Chapter 15 Holt
HOLT
Holt stared at June across the small table by the waterfront window, the sounds of the restaurant dimming around him as her words took hold. What if ten years ago, that was the story Gilbert Fry was chasing?
For a second, he didn’t answer. Not because he had nothing to say, but because the thought had already been in him, half-formed and unwelcome, from the moment his mother told him about the cat burglar. June hadn’t planted the idea so much as given it shape and a name.
She saw it in his face immediately. “You’re thinking about it, aren’t you?” June asked quietly.
“I am.” Holt exhaled and sat back slightly, though his eyes never left hers. “To be honest, the thought had crossed my mind, but I’d dismissed it.”
“But now it’s taken root in there,” June guessed and grinned slyly.
“Yes.” Holt glanced down at his almost finished plate of food for a moment, then back at her. “It has.
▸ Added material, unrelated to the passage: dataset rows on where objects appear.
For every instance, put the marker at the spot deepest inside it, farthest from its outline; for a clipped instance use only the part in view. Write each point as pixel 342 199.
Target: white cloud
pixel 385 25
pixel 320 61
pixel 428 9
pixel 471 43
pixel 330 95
Especially after everything we’ve just discussed.”
Because once she had said it aloud, too much of it aligned in ways he couldn’t dismiss.
Gilbert Fry had not been some drifting madman who happened to collide with the worst fire in Sandpiper Shores' history, and after reading the reports from ten years ago, it never made sense to him that Gilbert had been the one setting the fires to get a great YouTube show.
Willa and Margo had both told Holt that Gilbert and the four firefighters had been investigating the earlier fires because they believed there was more behind them than the official line had ever admitted.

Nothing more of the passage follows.